Your first game is a flop. Now what?



Why did you make this game?

Let's be honest here, if you are an indie or a solo developer or someone who is building a portfolio, in most of the cases, you probably had an idea in your mind, hopefully built a prototype, had fun with it and your friends and family liked it. You built on top of it, polished, spent many days, months, (maybe years). Then published your first ever creation. And this is the biggest mistake to make...

Was there a need for your game, was your game truly unique, how many people in the world would have loved to play it? How much money would they have spent on it? Those are the questions, you should have started with, before you even wrote a single line of code.  The real question to ask here is, why did you make the game? If it was for learning, growing and getting your name out there - you succeeded, well done. If it was to make tons of money, you should have started with analyzing the business perspective and prepare a business case for your project first, and with a solid prototype.

Why it flopped?

Identify why it flopped?  Was it that it was not fun enough? This needs to be tested with your target audience. They are the ones who will tell you if something is wrong with your game and you need data for this. You need to craft an experiment. For example: based on your current information from friends, family, etc. probably they liked your game 8/10. So your assumption would be that the real players would score similar. The methods used here are called Playtesting and Hypothesis Validation (a statement, which is true or false. For example: "I believe that 20% (here put percent, which means something to you - if your audience is millions of players maybe 5% or 10% is a good measure) of competitive gamers age 30-45 (this is your audience), would spend X amount of minutes/hours in my game for chilly pepper eating competition, because they like food competitions and such novelty in this genre.". This is just an example of course and you could make a few hypothesis statements to test different things about your game idea. Then go out there and test those statements if they are true or false. Prepare a prototype (or just use your published game) and some way to measure the minutes/hours of play if that is what you are supposed to test. Give the game out and a few questions about how much they liked it, would they recommend it to a friend, how much would they rate it, what they liked, what did not, etc. Compare your results to the assumptions. You won't be able to capture the whole audience with your test. That is why start small. In other words, your millions of players in the world can be shrinked down to a very small group, lets say a forum, in which your target audience is active. If your test works on this small group, it could work at scale as well. If possible by all means provide a discussion after the game session with your playtesters. It is much better than filling a survey, because you will get the chance to ask extra questions. A WARNING here: those two methods should be used BEFORE you even started with your project (with a working prototype), not after you completed and published the project. I am listing them here, because we want to identify why it flopped. If you have done it already, and it was positive, you don't need to do it again.

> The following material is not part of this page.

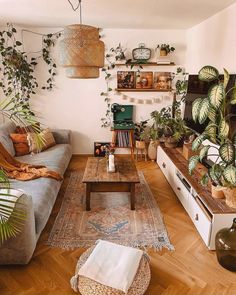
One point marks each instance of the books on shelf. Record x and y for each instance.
(163, 60)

If everything with your gameplay is fine, then probably the reason is somewhere else. Take a closer look at your marketing strategy (how did you market it, did you even market it) and your competition (are there similar games out there, better ones?). I am not a marketing specialist and there are tons of articles out there how to market your game, so I will skip that part. For an indie with low budget/no budget, all you got against big studios with lots of money for marketing, is the speed to decide and do things and your creativity. What do I mean by that? Big studios rely heavily on data, they have slower responses and would hardly go for something, without measuring how much money in return this would  make and what are the costs. You as an indie/solo dev are free from this, to put whatever feature you like and your users like. With a bit of luck you have a fair chance of success.  About the creativity, big studios would follow well established marketing paths and campaigns. You are free to choose different route, for example instead of promotion on facebook, why not let's say, go to the beach and draw on the sand an image of your game/name, etc and shoot it from above? Make a story of it and post it on social  media. Or try to imitate the "Nazca Lines" but with your game on a smaller scale and if it is not against the law. Make it look mysterious and funny - "Aliens left a mark on our Earth, what does it mean?". People like those kind of things. Those are just things that I haven't researched or tried, just examples, to explain better what I mean.

What to do now?

What you can do with your failed game? Use it for experimentation. For example - experiment with anything you want with it. You have nothing to lose. For example, if you wanted to test a strategy out there with your marketing messaging - use your game to try the water. With the example about the chilly peppers, why not go to a real chilly peppers competition and get a footage from one of the participants how he/she plays your game while eating chilly peppers, and if agrees, you, to use it for promoting the game? Show it online, did it go viral? Apply the learning for your next project. You have built a code base - reuse this for your next project.  Identify and learn from your mistakes.

You've built a game, this is great achievement. Not many devs make it that far and I can say to you CONGRATULATIONS and a BIG THANK YOU for releasing your game to the world. 

Don't give up and keep making games. Your next game will be a success. Good luck!!!